As part of a long-overdue crackdown on sexed-up bears, Britain’s recent condemnation of Paddington and all his come-hither innuendo has been answered by the town of Tuszyn, Poland, which finally said enough is enough to Winnie The Pooh’s “dubious sexuality.” The cartoon, carnally nonspecific bear had been suggested as the mascot for a local playground, where parents would take their children to play and, presumably, not have sex with any bears. But much like Paddington before him, Pooh’s pantslessness—the telltale mark of the sexually promiscuous, for whom pants are but an obstacle—has been deemed “inappropriate” by the Tuszyn council, both for playgrounds and anywhere else bears should put on some damn pants already.

“The problem with that bear is it doesn’t have a complete wardrobe,” said council member Ryszard Cichy, easily the Anna Wintour of Polish bear fashion. “It is half naked, which is wholly inappropriate for children.” Answering the timeless question of how many Polish people it takes to screw with a bear’s self-esteem, a second council member suggested that Pooh “doesn’t wear underpants because it doesn’t have a sex,” declaring Pooh is actually a “hermaphrodite.” Of course, hermaphrodites actually have two sex organs, and would therefore seemingly have twice as many reasons to wear underwear. However, this rule obviously doesn’t apply to bears, nature’s exhibitionists.

From there, as so many town council meetings do, talk turned to castration.

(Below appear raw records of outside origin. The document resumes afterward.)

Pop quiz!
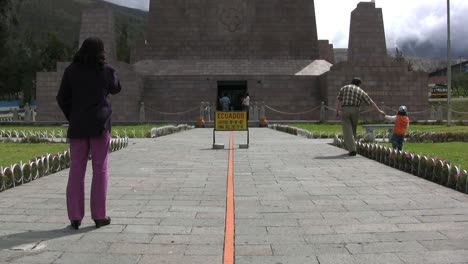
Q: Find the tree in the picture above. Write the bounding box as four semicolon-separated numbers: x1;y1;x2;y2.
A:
117;24;130;63
39;33;73;71
452;72;468;96
0;0;22;97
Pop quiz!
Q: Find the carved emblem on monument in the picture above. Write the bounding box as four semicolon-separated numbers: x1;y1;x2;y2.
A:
220;7;244;32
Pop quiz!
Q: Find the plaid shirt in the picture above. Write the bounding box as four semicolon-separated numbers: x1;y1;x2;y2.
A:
337;84;372;106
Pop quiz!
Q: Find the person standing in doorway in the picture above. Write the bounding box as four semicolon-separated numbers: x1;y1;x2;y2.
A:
219;93;231;112
242;93;250;120
336;77;385;156
57;37;121;229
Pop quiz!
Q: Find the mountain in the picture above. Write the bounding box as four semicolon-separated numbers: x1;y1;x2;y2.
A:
334;48;459;73
17;0;148;50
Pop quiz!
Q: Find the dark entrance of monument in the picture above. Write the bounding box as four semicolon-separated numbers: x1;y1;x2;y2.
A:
217;81;247;111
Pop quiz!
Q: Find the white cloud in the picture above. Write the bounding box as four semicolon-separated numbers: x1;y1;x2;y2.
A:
106;0;468;57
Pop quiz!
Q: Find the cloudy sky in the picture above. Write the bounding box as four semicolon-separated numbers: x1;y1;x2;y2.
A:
106;0;468;58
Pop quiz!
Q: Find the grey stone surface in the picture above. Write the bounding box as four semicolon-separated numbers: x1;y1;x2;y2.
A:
0;128;468;264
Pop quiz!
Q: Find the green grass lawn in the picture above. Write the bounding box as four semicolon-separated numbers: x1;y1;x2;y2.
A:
0;143;69;167
429;99;468;120
381;142;468;170
289;124;468;134
0;124;169;137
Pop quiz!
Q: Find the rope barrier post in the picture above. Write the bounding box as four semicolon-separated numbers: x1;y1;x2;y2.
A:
139;101;146;123
198;102;205;119
437;102;444;122
260;101;266;118
320;102;326;122
253;102;260;120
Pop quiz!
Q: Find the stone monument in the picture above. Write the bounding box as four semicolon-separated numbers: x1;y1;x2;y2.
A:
37;0;428;122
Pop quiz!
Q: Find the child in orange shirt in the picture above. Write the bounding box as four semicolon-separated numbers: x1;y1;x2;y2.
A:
385;105;409;150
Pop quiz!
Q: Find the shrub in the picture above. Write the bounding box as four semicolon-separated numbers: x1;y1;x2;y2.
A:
447;166;460;189
3;168;15;188
456;170;468;193
22;163;32;182
13;164;23;185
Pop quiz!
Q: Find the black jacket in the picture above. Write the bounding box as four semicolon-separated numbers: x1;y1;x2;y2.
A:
57;63;122;138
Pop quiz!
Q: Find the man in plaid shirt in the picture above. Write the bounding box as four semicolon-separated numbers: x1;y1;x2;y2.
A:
336;77;385;156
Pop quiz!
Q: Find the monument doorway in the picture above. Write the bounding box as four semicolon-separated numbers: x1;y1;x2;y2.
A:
216;81;247;111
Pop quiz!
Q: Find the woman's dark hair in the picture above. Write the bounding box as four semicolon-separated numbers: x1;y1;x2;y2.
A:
351;77;362;86
73;37;105;69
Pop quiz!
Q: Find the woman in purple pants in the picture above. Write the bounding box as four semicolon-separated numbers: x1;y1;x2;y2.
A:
57;37;121;229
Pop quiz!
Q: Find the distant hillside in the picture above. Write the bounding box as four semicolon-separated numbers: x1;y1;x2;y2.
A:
334;48;447;73
19;0;148;50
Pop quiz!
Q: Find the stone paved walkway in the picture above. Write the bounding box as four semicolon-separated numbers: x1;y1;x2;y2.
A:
0;128;468;264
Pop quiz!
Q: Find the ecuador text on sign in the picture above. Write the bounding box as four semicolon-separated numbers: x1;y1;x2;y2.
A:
215;112;247;131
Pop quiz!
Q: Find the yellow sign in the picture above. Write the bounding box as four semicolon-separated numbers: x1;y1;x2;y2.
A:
215;112;248;131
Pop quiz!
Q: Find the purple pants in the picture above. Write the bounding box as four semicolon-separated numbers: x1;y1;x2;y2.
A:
67;132;110;220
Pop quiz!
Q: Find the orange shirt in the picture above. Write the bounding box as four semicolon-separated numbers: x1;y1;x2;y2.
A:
393;115;409;136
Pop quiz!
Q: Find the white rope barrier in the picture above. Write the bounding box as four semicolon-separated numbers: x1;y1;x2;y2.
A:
265;105;320;115
145;106;200;115
452;110;468;115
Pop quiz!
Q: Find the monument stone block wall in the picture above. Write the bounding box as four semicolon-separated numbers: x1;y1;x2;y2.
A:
140;0;319;59
36;72;66;121
143;76;212;121
110;61;143;121
348;2;387;65
79;3;117;61
258;76;323;120
325;2;429;119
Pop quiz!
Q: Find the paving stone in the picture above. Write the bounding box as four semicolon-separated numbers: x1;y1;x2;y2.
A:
54;253;140;264
235;245;273;256
108;243;187;255
398;250;468;264
151;234;224;245
138;255;223;264
346;241;426;255
318;253;405;264
236;256;319;264
0;250;63;264
271;244;348;256
0;129;468;264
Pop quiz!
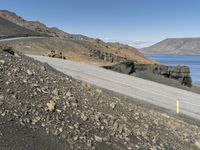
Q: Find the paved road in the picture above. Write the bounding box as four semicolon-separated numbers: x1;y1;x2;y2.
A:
0;36;45;43
28;55;200;119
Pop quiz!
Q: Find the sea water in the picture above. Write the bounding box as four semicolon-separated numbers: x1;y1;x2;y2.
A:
145;54;200;86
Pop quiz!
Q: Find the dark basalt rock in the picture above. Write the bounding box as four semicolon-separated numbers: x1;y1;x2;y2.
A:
47;50;66;59
104;61;135;74
103;61;192;87
90;49;127;63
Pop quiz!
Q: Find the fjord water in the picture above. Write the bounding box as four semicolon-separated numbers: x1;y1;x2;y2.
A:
145;54;200;86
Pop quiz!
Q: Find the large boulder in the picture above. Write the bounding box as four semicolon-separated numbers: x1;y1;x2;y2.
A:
103;61;192;87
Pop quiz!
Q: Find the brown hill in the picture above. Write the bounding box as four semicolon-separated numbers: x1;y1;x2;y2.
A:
141;38;200;55
0;45;200;150
0;17;41;38
0;10;91;40
0;10;156;65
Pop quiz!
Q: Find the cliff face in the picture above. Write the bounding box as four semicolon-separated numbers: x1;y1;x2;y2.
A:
141;38;200;54
104;61;192;87
0;17;41;38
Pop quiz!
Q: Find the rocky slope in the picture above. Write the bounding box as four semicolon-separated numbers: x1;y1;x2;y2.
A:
141;38;200;54
103;61;192;87
4;37;156;66
0;17;41;39
0;10;156;64
0;10;92;40
0;48;200;150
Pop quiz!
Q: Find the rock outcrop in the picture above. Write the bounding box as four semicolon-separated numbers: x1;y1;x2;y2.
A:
0;48;200;150
46;50;66;59
103;61;192;87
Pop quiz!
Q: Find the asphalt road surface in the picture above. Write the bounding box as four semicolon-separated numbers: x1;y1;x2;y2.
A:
28;55;200;120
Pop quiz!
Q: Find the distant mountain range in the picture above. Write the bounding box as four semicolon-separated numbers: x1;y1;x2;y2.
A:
141;38;200;54
0;17;42;38
0;10;156;65
0;10;91;40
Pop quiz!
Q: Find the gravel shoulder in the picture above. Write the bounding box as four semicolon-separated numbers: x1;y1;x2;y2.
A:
0;47;200;150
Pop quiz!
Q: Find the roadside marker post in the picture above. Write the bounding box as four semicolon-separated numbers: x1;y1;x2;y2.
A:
176;100;180;114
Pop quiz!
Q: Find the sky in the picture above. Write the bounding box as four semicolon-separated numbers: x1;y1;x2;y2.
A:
0;0;200;47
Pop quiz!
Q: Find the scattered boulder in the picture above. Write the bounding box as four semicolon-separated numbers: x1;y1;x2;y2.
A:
47;50;66;59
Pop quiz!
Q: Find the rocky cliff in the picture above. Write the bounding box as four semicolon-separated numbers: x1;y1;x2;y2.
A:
141;38;200;54
103;61;192;87
0;47;200;150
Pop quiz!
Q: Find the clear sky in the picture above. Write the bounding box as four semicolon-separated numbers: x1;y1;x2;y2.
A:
0;0;200;47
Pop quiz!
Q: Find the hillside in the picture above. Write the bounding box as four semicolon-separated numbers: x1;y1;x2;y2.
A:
0;48;200;150
0;10;156;66
0;17;41;38
0;10;92;40
141;38;200;54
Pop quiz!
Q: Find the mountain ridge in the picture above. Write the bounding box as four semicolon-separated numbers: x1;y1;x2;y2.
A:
140;37;200;54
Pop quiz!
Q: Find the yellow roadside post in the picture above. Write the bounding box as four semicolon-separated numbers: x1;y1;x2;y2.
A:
176;100;180;114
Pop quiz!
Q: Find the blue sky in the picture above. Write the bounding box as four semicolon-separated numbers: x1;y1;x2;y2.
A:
0;0;200;47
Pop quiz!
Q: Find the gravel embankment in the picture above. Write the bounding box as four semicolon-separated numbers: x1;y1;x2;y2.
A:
0;47;200;150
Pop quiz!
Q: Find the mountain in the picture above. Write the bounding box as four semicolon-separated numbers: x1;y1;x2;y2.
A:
0;10;156;65
0;47;200;150
141;38;200;54
0;17;41;38
0;10;92;40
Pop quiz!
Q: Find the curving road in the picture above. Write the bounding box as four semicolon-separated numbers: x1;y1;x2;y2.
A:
28;55;200;119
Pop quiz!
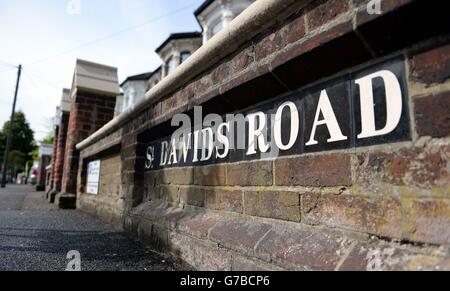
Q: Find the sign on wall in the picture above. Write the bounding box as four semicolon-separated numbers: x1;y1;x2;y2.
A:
86;160;101;195
144;58;411;171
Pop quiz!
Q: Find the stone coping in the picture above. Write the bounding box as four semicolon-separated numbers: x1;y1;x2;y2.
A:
77;0;309;150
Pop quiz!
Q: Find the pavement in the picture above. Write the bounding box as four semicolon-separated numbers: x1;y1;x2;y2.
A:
0;185;189;271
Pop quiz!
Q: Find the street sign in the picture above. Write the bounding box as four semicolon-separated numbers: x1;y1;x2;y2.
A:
86;160;101;195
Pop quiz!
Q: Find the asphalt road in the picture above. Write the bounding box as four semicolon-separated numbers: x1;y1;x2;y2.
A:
0;186;187;271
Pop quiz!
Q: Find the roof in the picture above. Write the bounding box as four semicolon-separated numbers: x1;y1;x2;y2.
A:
194;0;215;17
71;59;119;96
120;66;161;87
60;89;72;112
156;31;202;53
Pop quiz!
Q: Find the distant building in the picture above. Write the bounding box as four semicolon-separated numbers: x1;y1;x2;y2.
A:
115;67;161;116
194;0;255;44
115;0;255;116
156;32;202;77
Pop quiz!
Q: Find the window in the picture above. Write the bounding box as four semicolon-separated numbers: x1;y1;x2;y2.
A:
180;52;191;64
211;21;223;37
165;57;177;76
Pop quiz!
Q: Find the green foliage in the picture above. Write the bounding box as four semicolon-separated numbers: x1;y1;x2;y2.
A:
39;133;55;144
0;112;37;173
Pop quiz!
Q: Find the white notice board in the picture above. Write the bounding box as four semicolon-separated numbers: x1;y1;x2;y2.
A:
86;161;101;195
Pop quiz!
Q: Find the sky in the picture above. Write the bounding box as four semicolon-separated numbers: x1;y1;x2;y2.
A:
0;0;204;141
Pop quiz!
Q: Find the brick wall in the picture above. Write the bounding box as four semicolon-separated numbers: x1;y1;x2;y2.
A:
52;112;70;192
80;0;450;270
49;125;59;190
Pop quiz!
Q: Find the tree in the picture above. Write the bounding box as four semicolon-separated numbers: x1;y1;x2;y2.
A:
39;133;55;144
0;112;36;176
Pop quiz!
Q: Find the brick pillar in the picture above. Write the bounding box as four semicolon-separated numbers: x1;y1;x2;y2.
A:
36;155;52;192
47;125;59;195
53;112;70;193
60;89;116;208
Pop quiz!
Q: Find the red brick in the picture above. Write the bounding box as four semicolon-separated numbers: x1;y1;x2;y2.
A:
414;93;450;138
179;187;206;207
227;162;273;186
405;199;450;245
233;45;255;72
211;61;232;85
355;146;450;188
302;194;402;238
270;21;353;69
194;165;226;186
353;0;415;26
177;213;220;240
307;0;348;30
410;45;450;85
194;74;212;98
209;220;272;255
255;227;351;271
244;191;300;222
206;189;243;213
275;154;352;187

“This is very disturbing but can you imagine! The author was over 60 and cut [Pooh’s] testicles off with a razor blade, because he had a problem with his identity,” councilor Hanna Jachimska said of author A.A. Milne, who is clearly the one with the sick and deranged imagination here. Suspiciously, Milne had no comment on just how many bear testicles he’s lopped off with his trusty straight razor, nicknamed “Betty,” as he claimed to have died in 1956.

According to the Croatian Times—which says audio of this meeting was leaked to the press, by a hero who’s had it with being greeted by bear genitals every which way—the council has yet to pick a different mascot. Though the New York Daily News says that Cichy recommended Poland’s own “Floppy Bear,” so named for the way his overalls contain his big, floppy bear dick, the way God intended.